There's (N) days of summer vacation, and the (i)th day initially has greatness (A_i). However, the days just keep getting better! In particular, there will be (Q) changes, the (i)th of which changes the greatness of every day from (L_i) to (R_i) to be (1,000,000,006) times what they were before!
After each query, you'd like to know: which day's greatness modulo (1,000,000,007) is the largest? If multiple days tie, we're interested in the earliest of them. For example, if there are (N = 4) days with greatnesses ([4, 1, 4, 2]), then days (1) and (3) have the largest remainder, so our answer would be (1). To keep the output size small, please print only the sum of answers to all queries.
Constraints
(1 \le T \le 45) (1 \le N \le 1{,}000{,}004) (1 \le A_i \le 1{,}000{,}000{,}006) (1 \le Q \le 500{,}000) (1 \le L_i \le R_i \le N)
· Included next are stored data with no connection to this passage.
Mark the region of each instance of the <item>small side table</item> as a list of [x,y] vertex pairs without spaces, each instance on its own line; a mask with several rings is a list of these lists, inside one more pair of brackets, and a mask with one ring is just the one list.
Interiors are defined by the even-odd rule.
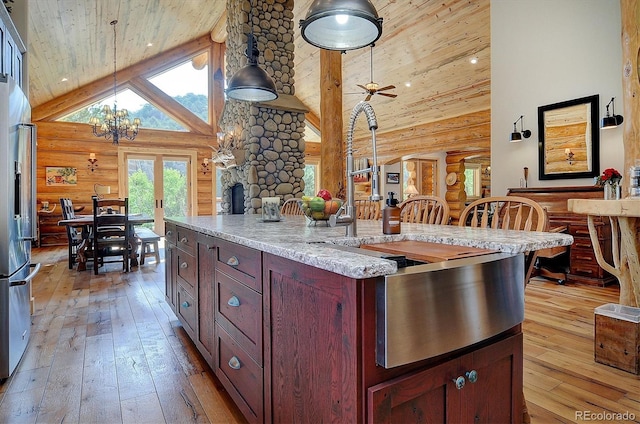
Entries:
[[[620,304],[640,307],[640,199],[596,200],[569,199],[570,212],[587,215],[589,235],[598,264],[620,282]],[[609,217],[613,264],[602,257],[595,216]]]

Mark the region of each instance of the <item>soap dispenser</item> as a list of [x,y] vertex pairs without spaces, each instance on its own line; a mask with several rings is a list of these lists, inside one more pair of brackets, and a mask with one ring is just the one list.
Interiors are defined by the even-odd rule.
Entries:
[[382,209],[382,232],[384,234],[400,234],[400,208],[398,207],[398,199],[395,199],[395,193],[390,191],[387,193],[387,206]]

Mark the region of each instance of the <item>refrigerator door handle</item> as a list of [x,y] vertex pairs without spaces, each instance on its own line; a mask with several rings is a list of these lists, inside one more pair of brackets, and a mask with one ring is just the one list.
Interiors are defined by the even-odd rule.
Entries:
[[36,274],[38,274],[38,272],[40,272],[40,263],[39,262],[37,264],[30,264],[29,266],[31,268],[34,268],[34,269],[29,273],[27,278],[25,278],[24,280],[12,281],[11,284],[9,284],[11,287],[24,286],[29,281],[33,280],[35,278]]

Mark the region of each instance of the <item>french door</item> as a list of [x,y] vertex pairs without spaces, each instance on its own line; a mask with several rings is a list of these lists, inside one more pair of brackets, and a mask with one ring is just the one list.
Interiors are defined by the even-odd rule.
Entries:
[[194,155],[195,152],[185,151],[119,149],[119,181],[129,198],[129,213],[152,216],[153,229],[161,235],[165,216],[192,215]]

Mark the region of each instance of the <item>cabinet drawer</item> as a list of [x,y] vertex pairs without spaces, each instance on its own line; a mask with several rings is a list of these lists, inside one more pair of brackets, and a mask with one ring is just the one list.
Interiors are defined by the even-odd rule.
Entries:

The sum of (N) across all test cases is at most (3{,}000{,}000).
Input Format
Input begins with a single integer (T), the number of test cases. For each case, there is first a line containing a single integer (N). Then, there is a line containing (N) space-separated integers (A_1, ..., A_N). Then, there is a line containing a single integer (Q). (Q) lines follow, the (i)th of which contains two space-separated integers (L_i) and (R_i).
Output Format
For the (i)th test case, print a single line containing "Case #i: " followed by a single integer, the sum of the greatest day(s) after each of the (Q) queries.
Sample Explanation
In the first test case, there are (N=3) days with initial greatnesses of ([1, 20, 30]). The first query modifies all (3) days, transforming their greatnesses ([1,000,000,006, 999,999,987, 999,999,977]), where the maximum is on day (1). After the second query, day (3) will have the largest greatness of (999,999,977). The overall answer is the sum of the greatest days, which is (1 + 3 = 4).